A enigmática peça do Ministério do Amor se encaixa mais firmemente no mosaico de nossa sociedade com a nova disseminação da retórica contra o "ódio", o "discurso de ódio" e os "crimes de ódio". O de Winston – e o nosso – é uma reeducação para amar o sistema : "você o odeia [Big Brother], ok", diz O'Brien antes de submetê-lo à última tortura. “Então é hora de dar o último passo. Você deve amar o Big Brother. Não basta obedecê-lo: é preciso amá-lo ». Mas aquele amor morto por autômatos, sicut ac cadaver , não tolera o amor vivo dos homens. A sala 101 é o altar no qual não são sacrificadas idéias, mas afeições, o último baluarte insuportável da humanidade que o poder só pode substituir para garantir a lealdade cega dos súditos. Winston cede e trai Julia, implorando para torturá-la em seu lugar. Julia confessará mais tarde que fez o mesmo com ele.

Uma vez livre, a última lembrança de sua mãe lampeja na mente do herói derrotado, a mais comovente e lírica de todo o livro, onde a jovem viúva enfrenta o frio e a fome para dar uma tarde de alegria aos filhos. A esse flashback o autor confia seu mais alto testamento espiritual e uma representação clara, quase uma imagem sagrada, do amor irredutível e incondicional para se opor aos ataques demoníacos do poder organizado.
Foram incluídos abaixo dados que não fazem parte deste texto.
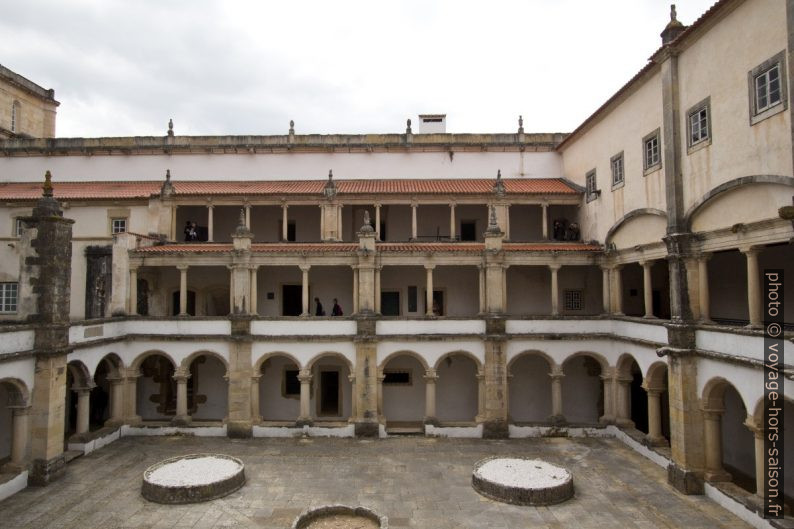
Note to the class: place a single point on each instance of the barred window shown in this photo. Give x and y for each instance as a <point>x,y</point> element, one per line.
<point>9,293</point>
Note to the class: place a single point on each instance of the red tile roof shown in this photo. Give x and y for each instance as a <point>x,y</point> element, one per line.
<point>133,190</point>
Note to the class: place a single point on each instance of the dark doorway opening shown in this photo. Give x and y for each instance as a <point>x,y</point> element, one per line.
<point>329,393</point>
<point>292,300</point>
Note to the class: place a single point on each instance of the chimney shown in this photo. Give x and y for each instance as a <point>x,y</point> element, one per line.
<point>432,123</point>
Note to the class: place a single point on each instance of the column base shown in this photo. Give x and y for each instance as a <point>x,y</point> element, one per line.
<point>366,428</point>
<point>239,430</point>
<point>495,430</point>
<point>43,472</point>
<point>684,481</point>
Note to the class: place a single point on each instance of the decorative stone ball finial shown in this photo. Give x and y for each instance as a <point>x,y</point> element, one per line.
<point>47,184</point>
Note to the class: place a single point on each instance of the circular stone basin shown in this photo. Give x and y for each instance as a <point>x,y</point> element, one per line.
<point>193,478</point>
<point>340,517</point>
<point>522,481</point>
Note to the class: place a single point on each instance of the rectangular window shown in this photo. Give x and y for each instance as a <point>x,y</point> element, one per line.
<point>574,300</point>
<point>616,162</point>
<point>590,184</point>
<point>118,225</point>
<point>9,293</point>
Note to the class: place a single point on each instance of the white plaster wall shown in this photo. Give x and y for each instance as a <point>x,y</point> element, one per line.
<point>272,405</point>
<point>456,389</point>
<point>287,166</point>
<point>212,384</point>
<point>431,351</point>
<point>405,403</point>
<point>529,387</point>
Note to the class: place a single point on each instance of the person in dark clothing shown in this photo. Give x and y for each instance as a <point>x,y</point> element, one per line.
<point>320,311</point>
<point>337,310</point>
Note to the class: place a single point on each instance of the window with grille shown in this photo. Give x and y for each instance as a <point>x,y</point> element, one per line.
<point>9,293</point>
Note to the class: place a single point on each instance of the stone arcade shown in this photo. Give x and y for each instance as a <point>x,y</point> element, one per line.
<point>606,281</point>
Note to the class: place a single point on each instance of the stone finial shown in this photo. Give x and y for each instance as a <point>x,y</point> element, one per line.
<point>499,186</point>
<point>47,187</point>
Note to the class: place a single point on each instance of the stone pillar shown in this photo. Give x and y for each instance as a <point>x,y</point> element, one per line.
<point>556,375</point>
<point>605,288</point>
<point>305,290</point>
<point>413,221</point>
<point>753,287</point>
<point>647,288</point>
<point>19,439</point>
<point>83,409</point>
<point>712,429</point>
<point>703,288</point>
<point>305,378</point>
<point>284,222</point>
<point>182,289</point>
<point>182,417</point>
<point>429,291</point>
<point>430,396</point>
<point>555,290</point>
<point>545,217</point>
<point>210,223</point>
<point>132,307</point>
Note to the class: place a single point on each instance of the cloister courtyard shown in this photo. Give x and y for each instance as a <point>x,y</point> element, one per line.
<point>415,481</point>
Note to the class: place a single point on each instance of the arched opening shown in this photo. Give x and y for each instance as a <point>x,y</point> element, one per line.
<point>457,389</point>
<point>404,391</point>
<point>156,389</point>
<point>207,390</point>
<point>529,387</point>
<point>279,389</point>
<point>582,390</point>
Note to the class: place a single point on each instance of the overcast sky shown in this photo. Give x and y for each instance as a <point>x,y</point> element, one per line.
<point>124,68</point>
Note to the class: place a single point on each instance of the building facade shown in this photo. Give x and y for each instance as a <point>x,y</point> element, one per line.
<point>604,281</point>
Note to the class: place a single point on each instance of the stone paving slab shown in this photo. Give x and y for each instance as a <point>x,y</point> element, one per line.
<point>416,482</point>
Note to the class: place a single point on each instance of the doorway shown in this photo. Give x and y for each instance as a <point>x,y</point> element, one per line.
<point>329,393</point>
<point>291,300</point>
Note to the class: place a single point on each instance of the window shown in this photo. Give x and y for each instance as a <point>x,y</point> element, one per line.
<point>118,225</point>
<point>590,184</point>
<point>767,84</point>
<point>699,125</point>
<point>651,152</point>
<point>616,162</point>
<point>574,300</point>
<point>9,293</point>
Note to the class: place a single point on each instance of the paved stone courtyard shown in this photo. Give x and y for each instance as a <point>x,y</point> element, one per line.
<point>416,482</point>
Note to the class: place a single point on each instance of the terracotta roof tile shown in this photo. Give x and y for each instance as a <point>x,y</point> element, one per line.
<point>138,190</point>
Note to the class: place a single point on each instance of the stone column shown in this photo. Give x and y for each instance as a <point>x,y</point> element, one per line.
<point>305,378</point>
<point>430,396</point>
<point>555,291</point>
<point>305,290</point>
<point>284,223</point>
<point>712,429</point>
<point>132,307</point>
<point>83,409</point>
<point>545,217</point>
<point>182,289</point>
<point>556,375</point>
<point>703,288</point>
<point>210,223</point>
<point>413,221</point>
<point>429,292</point>
<point>647,288</point>
<point>753,287</point>
<point>605,288</point>
<point>181,377</point>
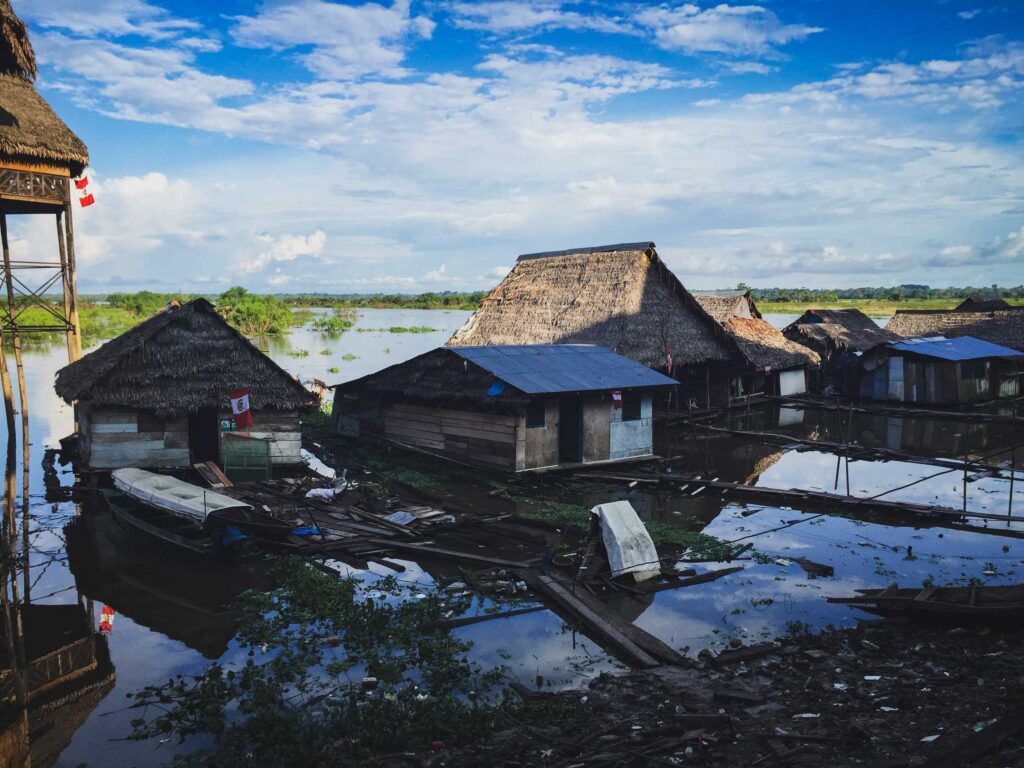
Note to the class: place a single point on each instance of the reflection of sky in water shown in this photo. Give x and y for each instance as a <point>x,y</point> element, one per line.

Mas para Winston é apenas um momento. Rejeitado aquela última tentação, ele se abandona ao amor invertido do tirano e, finalmente derrotado, será atingido por uma bala de assassino.

A partir da intensificação das cruzadas modernas contra o "ódio", parece que também a nossa sociedade está se aproximando decisivamente do "último passo", no qual não poderemos mais nos limitar a cumprir ditames globais – com o risco de eclodir a rebelião – mas devemos amá-los . Com isso, o ódio certamente não desaparecerá, pelo contrário: teremos o dever de odiar, com toda a força e pelo menos durante dois minutos por dia, aqueles que se recusaram a amar sua opressão.